This problem is indeed Silk Road Math Competition 2018 P1

Let $T$ $\equiv$ $QS$ $\cap$ $AB$ We have: $CH^2$ = $\overline{CQ}$ . $\overline{CB}$ = $\overline{CS}$ . $\overline{CA}$ so: $A$, $B$, $Q$, $S$ lie on a circle Then: $\overline{TB}$ . $\overline{TA}$ = $\overline{TQ}$ . $\overline{TS}$ = $TH^2$ or $\dfrac{\overline{TB}}{\overline{TH}}$ = $\dfrac{\overline{TH}}{\overline{TA}}$ = $\dfrac{\overline{BH}}{\overline{HA}}$ = $\dfrac{\overline{BQ}}{\overline{HR}}$ Hence: $T$, $Q$, $R$ are collinear Similarly: $T$, $P$, $S$ are collinear Then: $T$, $Q$, $P$, $R$, $S$ are collinear

CSHP is cyclic so SPH=HCB=90-B=QAH=QPH so P,Q,R collinear and PSH=HCA=90-A=RBH=RSH so Q,R,S collinear so P,Q,R,S collinear.

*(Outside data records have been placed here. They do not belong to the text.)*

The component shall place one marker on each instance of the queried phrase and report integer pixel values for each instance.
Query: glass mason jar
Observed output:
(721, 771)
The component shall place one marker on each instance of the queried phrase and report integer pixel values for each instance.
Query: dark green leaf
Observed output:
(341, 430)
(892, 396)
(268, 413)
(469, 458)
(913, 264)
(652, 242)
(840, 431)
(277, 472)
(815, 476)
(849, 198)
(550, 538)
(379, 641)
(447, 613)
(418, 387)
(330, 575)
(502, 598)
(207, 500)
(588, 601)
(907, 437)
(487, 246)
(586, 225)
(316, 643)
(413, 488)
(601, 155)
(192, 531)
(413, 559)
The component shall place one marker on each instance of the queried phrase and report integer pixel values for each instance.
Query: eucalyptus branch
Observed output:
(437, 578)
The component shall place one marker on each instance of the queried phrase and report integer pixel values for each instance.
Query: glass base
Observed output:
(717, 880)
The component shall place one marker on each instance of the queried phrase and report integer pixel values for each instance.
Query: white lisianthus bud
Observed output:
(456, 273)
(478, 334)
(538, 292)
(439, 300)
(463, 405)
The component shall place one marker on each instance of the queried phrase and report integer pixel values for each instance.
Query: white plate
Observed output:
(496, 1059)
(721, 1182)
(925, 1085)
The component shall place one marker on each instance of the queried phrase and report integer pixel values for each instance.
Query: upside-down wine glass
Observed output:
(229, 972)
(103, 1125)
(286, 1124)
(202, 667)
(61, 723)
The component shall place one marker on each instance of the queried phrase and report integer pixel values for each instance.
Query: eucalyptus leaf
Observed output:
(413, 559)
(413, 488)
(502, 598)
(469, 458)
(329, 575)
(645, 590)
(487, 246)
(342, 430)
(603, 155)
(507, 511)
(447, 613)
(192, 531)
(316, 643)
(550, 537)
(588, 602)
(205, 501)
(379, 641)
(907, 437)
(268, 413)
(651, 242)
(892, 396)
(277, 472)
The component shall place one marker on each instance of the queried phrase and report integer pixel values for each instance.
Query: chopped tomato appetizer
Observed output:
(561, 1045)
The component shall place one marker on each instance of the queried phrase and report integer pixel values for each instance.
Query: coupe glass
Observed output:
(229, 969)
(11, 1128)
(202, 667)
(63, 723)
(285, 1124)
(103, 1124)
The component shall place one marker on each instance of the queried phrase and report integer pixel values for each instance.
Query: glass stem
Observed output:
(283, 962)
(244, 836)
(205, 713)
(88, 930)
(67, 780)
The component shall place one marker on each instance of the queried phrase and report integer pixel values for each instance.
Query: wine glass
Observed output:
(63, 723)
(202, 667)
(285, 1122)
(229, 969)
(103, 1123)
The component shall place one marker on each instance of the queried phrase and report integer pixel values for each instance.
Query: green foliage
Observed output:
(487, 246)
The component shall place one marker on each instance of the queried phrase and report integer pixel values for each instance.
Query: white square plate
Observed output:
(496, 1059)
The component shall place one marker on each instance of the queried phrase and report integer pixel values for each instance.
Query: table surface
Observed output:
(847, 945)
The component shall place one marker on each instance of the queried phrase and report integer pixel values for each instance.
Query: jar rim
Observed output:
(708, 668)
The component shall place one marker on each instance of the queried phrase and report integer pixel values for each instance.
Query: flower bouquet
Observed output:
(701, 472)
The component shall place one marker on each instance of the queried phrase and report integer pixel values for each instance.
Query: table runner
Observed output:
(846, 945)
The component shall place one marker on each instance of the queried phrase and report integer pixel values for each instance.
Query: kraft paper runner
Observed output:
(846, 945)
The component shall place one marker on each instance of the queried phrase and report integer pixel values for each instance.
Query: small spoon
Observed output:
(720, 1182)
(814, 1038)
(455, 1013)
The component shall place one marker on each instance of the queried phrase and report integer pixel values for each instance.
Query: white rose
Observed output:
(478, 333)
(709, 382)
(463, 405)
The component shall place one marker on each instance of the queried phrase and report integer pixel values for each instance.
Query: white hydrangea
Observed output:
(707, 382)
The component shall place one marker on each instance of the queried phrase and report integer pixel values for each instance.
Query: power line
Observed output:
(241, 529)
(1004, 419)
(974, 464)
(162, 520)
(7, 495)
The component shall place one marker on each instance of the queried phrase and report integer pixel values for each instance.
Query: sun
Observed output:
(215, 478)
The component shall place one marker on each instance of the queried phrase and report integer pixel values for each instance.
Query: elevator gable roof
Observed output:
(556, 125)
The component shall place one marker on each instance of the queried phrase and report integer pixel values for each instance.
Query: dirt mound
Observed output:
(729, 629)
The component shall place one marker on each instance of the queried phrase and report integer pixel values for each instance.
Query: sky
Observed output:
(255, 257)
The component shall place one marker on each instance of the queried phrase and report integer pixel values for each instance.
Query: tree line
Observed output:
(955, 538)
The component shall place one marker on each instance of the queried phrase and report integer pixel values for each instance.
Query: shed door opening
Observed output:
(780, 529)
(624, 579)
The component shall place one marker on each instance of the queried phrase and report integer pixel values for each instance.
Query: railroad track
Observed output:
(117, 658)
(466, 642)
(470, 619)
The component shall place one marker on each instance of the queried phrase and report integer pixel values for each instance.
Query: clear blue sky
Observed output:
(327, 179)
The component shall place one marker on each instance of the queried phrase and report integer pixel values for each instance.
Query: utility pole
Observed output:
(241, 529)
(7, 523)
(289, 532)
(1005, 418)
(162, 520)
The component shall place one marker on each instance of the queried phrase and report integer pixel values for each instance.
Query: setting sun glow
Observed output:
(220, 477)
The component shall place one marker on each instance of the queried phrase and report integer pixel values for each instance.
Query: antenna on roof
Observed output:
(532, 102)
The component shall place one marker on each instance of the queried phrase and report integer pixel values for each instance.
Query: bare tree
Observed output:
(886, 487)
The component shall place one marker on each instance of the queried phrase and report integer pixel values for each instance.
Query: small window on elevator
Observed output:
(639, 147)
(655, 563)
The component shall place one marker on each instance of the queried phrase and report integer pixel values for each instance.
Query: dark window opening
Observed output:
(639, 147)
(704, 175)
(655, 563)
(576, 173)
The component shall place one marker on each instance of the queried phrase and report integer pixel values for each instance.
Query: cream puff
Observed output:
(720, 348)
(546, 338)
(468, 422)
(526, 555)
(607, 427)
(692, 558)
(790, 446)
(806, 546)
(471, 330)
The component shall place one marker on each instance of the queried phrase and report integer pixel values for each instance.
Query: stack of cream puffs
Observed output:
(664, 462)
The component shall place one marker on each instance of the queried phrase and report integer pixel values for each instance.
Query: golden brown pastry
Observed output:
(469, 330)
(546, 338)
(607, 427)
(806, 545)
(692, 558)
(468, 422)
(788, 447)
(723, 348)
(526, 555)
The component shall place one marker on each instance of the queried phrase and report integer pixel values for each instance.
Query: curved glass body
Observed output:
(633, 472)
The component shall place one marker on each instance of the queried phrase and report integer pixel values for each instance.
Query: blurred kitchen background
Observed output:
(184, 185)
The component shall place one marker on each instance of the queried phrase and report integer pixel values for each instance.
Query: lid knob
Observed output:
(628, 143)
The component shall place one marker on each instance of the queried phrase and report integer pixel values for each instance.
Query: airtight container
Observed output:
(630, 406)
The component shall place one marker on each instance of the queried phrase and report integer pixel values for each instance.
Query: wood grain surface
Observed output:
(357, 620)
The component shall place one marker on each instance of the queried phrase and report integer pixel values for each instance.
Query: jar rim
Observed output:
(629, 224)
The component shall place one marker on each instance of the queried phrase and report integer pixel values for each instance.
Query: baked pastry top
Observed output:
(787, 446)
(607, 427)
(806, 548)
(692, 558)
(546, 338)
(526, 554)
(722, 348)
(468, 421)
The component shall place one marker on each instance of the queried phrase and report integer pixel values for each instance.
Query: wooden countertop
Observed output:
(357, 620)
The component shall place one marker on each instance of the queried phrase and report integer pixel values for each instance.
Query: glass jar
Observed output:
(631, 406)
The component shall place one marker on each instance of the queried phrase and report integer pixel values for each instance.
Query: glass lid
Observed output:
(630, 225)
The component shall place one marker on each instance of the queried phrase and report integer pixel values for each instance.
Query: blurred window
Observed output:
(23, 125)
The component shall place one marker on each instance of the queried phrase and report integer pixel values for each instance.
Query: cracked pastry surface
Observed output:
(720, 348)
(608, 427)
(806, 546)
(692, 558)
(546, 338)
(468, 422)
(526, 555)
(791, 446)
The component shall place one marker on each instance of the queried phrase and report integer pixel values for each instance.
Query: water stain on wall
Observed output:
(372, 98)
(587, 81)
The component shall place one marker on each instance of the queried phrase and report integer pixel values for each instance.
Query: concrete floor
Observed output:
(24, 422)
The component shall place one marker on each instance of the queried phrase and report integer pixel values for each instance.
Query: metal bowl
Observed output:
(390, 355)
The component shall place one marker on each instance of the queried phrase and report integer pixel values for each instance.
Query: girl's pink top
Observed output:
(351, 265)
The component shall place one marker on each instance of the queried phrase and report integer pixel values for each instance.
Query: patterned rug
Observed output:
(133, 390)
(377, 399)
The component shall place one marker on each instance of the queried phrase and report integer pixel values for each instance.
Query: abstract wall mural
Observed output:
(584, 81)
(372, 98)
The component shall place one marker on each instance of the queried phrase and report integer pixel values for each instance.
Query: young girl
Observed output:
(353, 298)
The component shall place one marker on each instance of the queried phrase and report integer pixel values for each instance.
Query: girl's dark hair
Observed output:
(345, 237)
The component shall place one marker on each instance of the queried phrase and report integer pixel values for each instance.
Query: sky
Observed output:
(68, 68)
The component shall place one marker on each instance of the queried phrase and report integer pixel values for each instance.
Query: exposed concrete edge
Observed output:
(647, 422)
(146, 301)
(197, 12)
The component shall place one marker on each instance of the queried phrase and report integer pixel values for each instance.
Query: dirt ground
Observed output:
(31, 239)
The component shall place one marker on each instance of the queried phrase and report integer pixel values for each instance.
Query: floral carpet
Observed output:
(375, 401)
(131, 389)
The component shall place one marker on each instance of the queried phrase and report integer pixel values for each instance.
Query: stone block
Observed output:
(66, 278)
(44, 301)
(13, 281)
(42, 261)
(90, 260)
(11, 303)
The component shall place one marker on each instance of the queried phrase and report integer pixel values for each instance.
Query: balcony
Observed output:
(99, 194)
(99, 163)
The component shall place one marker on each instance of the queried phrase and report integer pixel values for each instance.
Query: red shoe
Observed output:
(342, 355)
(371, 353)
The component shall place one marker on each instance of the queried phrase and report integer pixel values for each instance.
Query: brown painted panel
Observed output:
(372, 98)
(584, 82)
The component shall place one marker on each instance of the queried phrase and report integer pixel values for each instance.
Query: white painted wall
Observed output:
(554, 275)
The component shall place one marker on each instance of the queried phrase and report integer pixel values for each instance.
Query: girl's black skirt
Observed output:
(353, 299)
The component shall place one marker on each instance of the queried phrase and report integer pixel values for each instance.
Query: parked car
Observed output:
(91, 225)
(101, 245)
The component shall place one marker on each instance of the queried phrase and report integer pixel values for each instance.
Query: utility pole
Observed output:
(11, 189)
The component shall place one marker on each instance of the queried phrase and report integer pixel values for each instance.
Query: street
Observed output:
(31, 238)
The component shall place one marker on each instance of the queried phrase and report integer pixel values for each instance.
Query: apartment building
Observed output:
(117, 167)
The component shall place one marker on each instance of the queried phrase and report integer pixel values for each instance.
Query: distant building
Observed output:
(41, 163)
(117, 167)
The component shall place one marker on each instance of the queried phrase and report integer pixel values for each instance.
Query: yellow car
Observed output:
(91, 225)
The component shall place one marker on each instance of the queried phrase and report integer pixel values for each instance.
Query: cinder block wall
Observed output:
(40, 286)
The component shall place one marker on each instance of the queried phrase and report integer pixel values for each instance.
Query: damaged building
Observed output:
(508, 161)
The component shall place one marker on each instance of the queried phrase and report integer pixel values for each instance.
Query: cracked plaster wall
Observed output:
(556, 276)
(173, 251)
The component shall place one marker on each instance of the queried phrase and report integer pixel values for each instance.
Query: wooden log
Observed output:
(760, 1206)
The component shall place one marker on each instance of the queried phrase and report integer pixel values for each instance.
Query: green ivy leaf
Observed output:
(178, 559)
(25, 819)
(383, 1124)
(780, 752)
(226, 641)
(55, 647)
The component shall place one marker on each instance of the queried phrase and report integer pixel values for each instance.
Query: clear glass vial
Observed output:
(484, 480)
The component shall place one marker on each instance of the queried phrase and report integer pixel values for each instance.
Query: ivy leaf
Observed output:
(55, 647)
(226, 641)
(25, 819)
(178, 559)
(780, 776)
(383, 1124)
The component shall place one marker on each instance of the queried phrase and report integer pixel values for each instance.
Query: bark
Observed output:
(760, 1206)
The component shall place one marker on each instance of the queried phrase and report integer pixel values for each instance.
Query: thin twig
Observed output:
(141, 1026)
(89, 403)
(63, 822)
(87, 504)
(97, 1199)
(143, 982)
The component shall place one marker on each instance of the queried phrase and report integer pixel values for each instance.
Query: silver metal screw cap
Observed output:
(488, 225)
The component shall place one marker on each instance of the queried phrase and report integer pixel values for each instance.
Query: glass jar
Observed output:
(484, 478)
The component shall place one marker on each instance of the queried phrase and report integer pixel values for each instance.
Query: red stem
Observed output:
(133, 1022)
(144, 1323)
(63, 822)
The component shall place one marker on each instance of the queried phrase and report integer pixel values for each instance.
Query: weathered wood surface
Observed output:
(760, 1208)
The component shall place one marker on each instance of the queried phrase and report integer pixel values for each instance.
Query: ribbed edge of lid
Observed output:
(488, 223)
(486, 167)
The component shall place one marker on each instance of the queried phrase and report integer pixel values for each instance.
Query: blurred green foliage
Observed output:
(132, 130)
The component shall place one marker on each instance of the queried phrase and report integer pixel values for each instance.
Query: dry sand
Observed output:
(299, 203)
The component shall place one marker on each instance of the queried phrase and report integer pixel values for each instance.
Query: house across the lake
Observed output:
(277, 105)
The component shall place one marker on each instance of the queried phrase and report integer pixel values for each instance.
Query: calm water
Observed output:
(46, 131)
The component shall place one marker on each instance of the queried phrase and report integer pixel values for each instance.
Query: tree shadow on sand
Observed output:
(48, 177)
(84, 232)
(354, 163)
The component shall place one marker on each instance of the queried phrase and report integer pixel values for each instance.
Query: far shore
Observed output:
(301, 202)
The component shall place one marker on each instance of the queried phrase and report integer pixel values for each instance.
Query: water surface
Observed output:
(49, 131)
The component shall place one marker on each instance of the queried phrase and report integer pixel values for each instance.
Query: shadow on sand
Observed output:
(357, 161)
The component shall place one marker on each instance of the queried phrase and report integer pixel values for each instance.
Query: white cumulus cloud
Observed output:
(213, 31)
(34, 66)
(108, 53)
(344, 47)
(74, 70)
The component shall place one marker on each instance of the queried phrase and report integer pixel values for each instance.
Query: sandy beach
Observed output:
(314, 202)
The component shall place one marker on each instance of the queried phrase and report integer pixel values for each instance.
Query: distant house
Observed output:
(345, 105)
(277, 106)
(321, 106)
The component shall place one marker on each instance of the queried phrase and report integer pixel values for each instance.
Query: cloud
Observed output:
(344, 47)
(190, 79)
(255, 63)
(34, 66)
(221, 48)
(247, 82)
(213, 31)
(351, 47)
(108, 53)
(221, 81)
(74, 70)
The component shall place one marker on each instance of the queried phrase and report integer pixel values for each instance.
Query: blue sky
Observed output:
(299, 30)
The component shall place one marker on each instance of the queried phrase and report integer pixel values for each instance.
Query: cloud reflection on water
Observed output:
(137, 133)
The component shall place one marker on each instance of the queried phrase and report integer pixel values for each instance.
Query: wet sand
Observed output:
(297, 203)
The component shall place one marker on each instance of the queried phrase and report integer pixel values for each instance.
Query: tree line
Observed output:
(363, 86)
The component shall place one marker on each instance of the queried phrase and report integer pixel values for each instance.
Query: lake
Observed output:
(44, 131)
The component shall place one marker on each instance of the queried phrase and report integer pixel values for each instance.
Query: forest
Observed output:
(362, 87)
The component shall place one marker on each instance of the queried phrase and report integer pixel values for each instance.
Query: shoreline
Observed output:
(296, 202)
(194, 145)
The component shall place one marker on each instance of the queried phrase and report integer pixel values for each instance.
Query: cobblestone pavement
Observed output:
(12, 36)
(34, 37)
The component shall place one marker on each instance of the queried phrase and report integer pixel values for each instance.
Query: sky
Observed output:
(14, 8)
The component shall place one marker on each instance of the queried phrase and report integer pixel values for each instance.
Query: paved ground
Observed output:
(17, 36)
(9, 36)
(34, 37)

$HL||AC$ and $HK||BC$ $\implies$ $BP,AR,CH$ concur at the orthocenter of $\Delta ABC$, Let it be $D$ and let $H_A,H_B$ be the foot of altitude from $A,B$ in $\Delta ABC$, then either use: Approach 1[hide]$H$ is the miquel point of the complete quadrilateral $AH_BCH_ABD$, hence done![/hide] or Approach 2

One can also prove $PQ || RS$ using angle chasing and then show one set of collinearity.

Let foot of $A,B$ in $ABC$ be $X,Y$ and so, simson line in $BDX, ADY$ completes the proof. P.S: Too easy for a TST

Let $O=KL\cap AB$ be the homothetic center of $\triangle HLB$ and $\triangle AKH$. Let $X$ be the foot of $L$ onto $AB$. Now let's use projective geometry. Clearly $LHKC$ is a paralelogram, so $KL$ bisects $HC$. Hence, by projecting thorough $L$, $(H, B; X, O)=-1$. But that means that, by the "cevians induce harmonic bundles lemma", if $LO=PQ\cap AB$ then $(H, B; X, O')=-1\implies O'=O$. Thus $O-P-Q$ are colinear points. Since clearly $O-P-S$ and $O-Q-R$ are colinear through the homothety, we are done.